Loss Landscapes of Neural Network Wavefunctions

Published 2025-12-10


Note: this is condensed version of a project for course 6.7960.

Introduction

Accurate solutions to the Schrödinger equation are essential for modeling the behavior of quantum systems, which is valuable for quantum chemistry and condensed matter physics. However, solving the many-electron Schrödinger equation is notoriously challenging due to the exponential growth of the state space with system size. Traditional numerical methods like coupled cluster (CC) and density functional theory (DFT) make various approximations to manage this complexity, but they often struggle with strongly correlated systems and out-of-equilibrium geometries.

Recent advances in deep learning have opened new possibilities for tackling this challenging problem. Neural quantum Monte Carlo has emerged as a promising approach, using neural networks to approximate wavefunctions while potentially avoiding the exponential computational requirements of exact methods. However, optimizing these neural network wavefunctions poses unique challenges compared to standard deep learning tasks.

In this blog post, we will explore the loss landscape of a simple neural-network wavefunction, investigate why optimization of these neural wavefunctions is difficult, and explore the performance of different optimization methods.

Background

More background and demonstration can be found in my previous post. The time independent Schrödinger equation is given by

\[\hat{H}\psi(\mathbf{X}) = E\psi(\mathbf{X})\]
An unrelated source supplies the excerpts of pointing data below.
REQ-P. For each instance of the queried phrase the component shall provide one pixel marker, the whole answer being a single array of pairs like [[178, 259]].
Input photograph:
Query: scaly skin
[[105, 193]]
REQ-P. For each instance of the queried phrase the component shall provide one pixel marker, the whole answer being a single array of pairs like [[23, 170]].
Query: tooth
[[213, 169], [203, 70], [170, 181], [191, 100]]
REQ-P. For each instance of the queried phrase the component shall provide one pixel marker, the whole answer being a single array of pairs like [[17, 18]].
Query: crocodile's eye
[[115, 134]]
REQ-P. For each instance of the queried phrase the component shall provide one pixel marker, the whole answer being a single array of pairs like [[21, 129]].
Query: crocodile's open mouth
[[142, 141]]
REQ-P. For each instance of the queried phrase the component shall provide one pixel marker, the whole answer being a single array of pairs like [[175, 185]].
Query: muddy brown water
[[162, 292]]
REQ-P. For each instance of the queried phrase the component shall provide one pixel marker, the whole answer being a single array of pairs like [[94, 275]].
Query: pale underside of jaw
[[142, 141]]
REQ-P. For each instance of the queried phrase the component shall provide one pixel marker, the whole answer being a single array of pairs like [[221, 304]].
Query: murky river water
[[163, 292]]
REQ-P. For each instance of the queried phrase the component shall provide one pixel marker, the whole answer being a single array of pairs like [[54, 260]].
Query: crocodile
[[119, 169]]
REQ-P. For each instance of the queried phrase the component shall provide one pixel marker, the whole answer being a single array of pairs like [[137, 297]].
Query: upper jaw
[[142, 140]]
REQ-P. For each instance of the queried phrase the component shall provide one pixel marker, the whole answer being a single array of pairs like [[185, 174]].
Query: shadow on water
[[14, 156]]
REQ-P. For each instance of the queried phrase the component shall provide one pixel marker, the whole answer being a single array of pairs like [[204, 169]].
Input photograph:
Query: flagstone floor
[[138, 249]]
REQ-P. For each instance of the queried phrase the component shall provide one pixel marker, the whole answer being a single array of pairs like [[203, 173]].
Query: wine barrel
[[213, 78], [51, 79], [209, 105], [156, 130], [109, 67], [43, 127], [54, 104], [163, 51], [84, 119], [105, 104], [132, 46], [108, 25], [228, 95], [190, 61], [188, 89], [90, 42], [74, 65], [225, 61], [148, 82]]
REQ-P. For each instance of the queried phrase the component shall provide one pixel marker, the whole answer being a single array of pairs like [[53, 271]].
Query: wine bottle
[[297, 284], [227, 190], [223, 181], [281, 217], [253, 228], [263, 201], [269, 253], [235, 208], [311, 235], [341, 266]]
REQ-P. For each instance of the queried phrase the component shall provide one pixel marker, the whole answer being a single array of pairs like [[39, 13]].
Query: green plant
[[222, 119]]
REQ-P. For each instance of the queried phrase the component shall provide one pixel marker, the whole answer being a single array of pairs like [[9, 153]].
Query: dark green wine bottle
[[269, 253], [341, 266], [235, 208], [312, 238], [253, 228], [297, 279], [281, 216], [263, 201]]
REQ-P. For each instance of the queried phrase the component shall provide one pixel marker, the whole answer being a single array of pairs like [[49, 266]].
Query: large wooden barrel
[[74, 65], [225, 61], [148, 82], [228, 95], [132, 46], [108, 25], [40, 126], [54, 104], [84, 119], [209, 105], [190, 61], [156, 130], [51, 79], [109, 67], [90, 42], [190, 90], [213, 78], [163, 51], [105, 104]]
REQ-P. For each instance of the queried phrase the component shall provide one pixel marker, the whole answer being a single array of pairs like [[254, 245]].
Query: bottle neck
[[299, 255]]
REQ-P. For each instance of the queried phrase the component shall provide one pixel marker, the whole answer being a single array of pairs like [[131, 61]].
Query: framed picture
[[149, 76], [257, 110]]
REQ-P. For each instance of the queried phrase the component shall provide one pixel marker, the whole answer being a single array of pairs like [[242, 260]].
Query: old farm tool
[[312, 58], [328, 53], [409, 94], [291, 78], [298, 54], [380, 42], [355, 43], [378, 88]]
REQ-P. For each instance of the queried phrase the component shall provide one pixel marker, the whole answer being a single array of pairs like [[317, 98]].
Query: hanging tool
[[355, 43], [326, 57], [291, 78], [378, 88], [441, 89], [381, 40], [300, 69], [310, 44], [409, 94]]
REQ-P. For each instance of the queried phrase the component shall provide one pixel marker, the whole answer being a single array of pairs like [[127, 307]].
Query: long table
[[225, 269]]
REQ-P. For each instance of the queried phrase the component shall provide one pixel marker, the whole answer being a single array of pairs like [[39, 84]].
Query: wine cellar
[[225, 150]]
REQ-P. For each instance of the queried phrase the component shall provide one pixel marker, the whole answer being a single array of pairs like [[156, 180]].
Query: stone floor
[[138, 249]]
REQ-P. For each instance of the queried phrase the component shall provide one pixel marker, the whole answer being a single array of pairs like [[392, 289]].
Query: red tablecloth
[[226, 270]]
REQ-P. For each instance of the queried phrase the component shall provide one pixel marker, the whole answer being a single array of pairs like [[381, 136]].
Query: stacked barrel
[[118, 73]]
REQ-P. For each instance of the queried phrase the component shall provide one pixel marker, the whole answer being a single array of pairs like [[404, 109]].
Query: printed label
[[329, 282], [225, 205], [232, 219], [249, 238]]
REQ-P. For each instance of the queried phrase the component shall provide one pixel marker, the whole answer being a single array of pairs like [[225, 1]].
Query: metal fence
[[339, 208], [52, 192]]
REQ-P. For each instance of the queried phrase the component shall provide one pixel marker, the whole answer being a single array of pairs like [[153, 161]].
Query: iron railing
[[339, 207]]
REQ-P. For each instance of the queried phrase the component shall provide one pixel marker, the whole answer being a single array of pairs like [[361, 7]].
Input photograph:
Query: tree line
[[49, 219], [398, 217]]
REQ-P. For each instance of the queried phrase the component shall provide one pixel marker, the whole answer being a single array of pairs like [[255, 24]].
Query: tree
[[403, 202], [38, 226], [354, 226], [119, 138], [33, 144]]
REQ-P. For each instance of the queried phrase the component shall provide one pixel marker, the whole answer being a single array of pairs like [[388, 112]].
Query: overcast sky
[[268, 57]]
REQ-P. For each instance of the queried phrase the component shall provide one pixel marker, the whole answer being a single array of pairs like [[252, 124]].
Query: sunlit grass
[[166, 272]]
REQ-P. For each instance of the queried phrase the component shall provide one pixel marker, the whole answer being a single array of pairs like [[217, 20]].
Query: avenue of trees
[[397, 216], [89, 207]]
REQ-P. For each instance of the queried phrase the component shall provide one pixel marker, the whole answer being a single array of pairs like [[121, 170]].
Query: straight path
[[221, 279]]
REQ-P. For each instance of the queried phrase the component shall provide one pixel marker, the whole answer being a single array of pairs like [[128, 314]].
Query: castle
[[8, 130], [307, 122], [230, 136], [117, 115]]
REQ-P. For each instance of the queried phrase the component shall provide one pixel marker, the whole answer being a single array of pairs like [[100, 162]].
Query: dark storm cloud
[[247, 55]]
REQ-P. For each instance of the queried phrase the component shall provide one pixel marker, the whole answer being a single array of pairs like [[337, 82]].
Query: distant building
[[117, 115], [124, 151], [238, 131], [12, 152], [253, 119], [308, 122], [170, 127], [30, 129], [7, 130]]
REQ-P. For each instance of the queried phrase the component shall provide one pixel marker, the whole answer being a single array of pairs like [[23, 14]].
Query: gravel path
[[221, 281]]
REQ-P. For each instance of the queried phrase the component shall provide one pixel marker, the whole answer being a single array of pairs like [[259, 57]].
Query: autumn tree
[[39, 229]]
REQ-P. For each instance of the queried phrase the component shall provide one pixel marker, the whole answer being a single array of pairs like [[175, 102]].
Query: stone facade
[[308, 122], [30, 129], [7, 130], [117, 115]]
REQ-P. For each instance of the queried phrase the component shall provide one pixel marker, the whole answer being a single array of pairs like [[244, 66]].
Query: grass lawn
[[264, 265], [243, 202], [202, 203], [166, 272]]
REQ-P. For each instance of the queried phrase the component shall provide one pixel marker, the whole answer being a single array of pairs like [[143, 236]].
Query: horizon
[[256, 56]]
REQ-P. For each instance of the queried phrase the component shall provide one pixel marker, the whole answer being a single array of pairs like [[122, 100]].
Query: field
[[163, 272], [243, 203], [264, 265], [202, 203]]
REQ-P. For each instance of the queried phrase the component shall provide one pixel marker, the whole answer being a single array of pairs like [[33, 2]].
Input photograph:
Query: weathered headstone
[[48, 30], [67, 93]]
where $\hat{H}$ is the Hamiltonian operator, wavefunction $\psi(\mathbf{X})$ is an eigenfunction of the system, and $E$ is the energy. The wavefunction is a function of $\mathbf{X} = \left(\mathbf{x}_1, \mathbf{x}_2, …, \mathbf{x}_N \right)$ which are the states of each of the $N$ electrons in a system. Using the Born-Oppenheimer approximation, the Hamiltonian is given by

\[\hat{H} = -\frac{1}{2}\sum_i \nabla^2_i + \sum_{i>j} \frac{1}{|\mathbf{r}_i - \mathbf{r}_j|} - \sum_{iI} \frac{Z_I}{|\mathbf{r}_i - \mathbf{R}_j|} + \sum_{I>J} \frac{Z_I Z_J}{|\mathbf{R}_I - \mathbf{R}_J|}\]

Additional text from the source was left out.